Dunedin looks like an interesting city. It has 120,000 residents, 30,000 of whom are university students. University of Otago is supposed to be a good school and there is also Otago Polytechnic. There is also some very interesing architecture here. A good selection of imposing 19th century stone buiildings. The city is flat in the center and is surrounded by hills, steep hills, but there are no tall modern buildings (some short modern buildings). I'll probably look around a bit tomorrow.

As I was riding into town, I noticed a lot of big 30's era touring cars parked in several of the motels on the outskirts of town. I happened to pull up to a stop light next to one, so I asked what was going on. It turns out to be a tour of the South Island by a group of 60 old Bentleys, shipped over from England. All the ones that I saw were in perfect shape, just like out of some period British film.

Since the cheap hotel room doesn't have a phone (or a TV for that matter), I spent the evening in the Arc Cafe writing email and the weblog while having a potato and mushroom curry (good curry, mild though), a chocolate tart and a latte.
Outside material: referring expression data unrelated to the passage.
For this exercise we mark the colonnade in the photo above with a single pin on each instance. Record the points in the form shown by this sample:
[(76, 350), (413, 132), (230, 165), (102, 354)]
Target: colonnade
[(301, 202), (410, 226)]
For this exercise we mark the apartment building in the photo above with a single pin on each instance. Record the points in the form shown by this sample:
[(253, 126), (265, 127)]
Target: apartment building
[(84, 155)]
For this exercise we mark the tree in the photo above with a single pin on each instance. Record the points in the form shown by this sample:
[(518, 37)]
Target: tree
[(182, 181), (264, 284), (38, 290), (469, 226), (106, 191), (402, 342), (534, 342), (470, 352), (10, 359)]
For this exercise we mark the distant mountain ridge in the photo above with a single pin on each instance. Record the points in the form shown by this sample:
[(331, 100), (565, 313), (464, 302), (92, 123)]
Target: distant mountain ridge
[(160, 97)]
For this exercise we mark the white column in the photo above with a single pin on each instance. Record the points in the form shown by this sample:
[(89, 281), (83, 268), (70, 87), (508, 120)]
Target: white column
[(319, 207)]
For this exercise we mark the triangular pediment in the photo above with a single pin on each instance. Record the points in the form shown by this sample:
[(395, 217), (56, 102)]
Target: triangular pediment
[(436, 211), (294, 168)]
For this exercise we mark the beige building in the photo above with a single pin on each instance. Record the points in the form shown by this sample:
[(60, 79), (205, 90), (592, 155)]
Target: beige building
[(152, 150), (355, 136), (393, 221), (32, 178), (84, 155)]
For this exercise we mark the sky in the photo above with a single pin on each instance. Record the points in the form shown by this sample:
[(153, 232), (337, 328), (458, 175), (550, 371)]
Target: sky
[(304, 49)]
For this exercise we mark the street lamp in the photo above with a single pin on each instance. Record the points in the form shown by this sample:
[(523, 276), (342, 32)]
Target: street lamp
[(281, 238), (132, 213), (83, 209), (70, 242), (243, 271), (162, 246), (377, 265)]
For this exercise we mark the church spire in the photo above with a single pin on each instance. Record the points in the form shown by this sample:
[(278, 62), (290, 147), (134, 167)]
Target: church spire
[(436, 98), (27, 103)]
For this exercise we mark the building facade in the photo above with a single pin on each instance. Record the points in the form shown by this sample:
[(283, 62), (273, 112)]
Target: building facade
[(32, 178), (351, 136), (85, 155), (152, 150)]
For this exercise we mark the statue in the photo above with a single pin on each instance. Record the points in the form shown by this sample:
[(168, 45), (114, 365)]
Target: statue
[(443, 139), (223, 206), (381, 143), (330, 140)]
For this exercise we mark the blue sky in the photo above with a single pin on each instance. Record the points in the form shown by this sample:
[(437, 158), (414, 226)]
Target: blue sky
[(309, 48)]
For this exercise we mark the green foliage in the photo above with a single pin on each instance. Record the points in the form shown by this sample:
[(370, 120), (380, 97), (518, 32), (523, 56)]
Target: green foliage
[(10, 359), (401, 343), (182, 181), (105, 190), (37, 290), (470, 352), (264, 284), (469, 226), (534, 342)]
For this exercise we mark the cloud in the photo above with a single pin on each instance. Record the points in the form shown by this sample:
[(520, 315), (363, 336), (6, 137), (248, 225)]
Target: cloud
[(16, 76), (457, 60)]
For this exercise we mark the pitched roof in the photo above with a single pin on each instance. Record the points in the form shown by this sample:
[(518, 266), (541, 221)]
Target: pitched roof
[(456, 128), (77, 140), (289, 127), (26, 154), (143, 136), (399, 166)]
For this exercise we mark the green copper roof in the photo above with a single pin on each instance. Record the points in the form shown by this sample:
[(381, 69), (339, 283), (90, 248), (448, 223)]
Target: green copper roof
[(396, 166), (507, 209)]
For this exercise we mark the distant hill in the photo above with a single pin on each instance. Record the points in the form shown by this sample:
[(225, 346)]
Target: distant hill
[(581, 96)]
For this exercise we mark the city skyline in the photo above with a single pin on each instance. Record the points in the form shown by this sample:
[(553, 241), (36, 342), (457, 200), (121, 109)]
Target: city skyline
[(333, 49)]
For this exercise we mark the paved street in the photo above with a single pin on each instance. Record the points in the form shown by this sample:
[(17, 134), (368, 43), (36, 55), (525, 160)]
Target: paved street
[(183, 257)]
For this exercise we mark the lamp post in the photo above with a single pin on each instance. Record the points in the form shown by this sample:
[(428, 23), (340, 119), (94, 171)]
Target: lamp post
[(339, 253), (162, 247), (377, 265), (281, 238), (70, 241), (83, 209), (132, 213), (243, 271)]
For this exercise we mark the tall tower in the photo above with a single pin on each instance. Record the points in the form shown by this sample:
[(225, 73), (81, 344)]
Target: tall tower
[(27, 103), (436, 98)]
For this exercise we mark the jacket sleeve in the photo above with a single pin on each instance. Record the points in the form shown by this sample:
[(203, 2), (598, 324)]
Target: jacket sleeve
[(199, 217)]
They have Internet access and I can plug into their network for free--comes with the meal. The curry was pretty good. The tart and latte were excellent. The internet access was fast (ASDL).

As I was writing, this guy came up and asked me about my computer. I thought he was a student or something. Instead, he was just strange guy who sat down and droned on endlessly about being from Australia and he thought he had cancer and the doctor said he didn't, but he did and on and on... Finally, I had to ignore him and go back to writing before he would leave.